Rachel’s spent plenty of time in prisons, knows the standards and laws and how things work—or are supposed to work. What she’s seen here, even for the sixties, is beyond the pale. The treatment of the psychiatric patients, particularly. She pauses, then crumples up the paper cup with undue force.

She hadn’t had much interest in seeing the site of the prison when she’d learned from Chapman that it no longer existed, but after reading all of this, her fingers are itching to steer over to Liberty Village before she leaves the city.

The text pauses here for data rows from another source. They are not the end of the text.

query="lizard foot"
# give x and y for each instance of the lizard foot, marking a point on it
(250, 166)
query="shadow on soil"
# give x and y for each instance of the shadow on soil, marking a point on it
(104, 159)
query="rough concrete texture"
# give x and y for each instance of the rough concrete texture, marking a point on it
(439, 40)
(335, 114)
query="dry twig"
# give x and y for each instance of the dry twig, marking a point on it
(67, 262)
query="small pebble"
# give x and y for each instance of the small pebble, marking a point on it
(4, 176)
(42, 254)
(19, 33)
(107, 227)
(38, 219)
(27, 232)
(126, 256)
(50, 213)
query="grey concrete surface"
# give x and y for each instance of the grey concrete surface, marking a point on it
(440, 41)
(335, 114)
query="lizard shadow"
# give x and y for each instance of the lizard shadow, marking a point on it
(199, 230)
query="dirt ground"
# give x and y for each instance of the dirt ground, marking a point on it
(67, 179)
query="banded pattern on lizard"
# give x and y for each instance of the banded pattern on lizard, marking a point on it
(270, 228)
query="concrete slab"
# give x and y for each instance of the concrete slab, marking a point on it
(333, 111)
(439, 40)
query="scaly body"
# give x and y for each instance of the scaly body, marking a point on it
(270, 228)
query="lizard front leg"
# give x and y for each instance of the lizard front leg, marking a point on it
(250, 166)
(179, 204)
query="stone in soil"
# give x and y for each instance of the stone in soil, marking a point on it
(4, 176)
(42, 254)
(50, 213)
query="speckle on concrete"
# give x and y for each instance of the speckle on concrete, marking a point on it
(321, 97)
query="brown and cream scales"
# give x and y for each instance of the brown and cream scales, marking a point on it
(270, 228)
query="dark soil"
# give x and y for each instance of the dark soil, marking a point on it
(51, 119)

She looks down at her notes now, at the list of five inmates she isolated from the hundreds registered at the Mercer throughout the ’50s and ’60s; the names that will form the bulk of her work over the next several weeks.

Though she has no idea how any one of them would have ended up in the Millgate Cemetery, two hundred kilometres from Liberty Village.

Three of these women died at the prison between 1958 and 1962.

Another two are mysteriously unaccounted for, with no death or discharge dates at all.

And one of them, she’s sure, is her Jane Doe.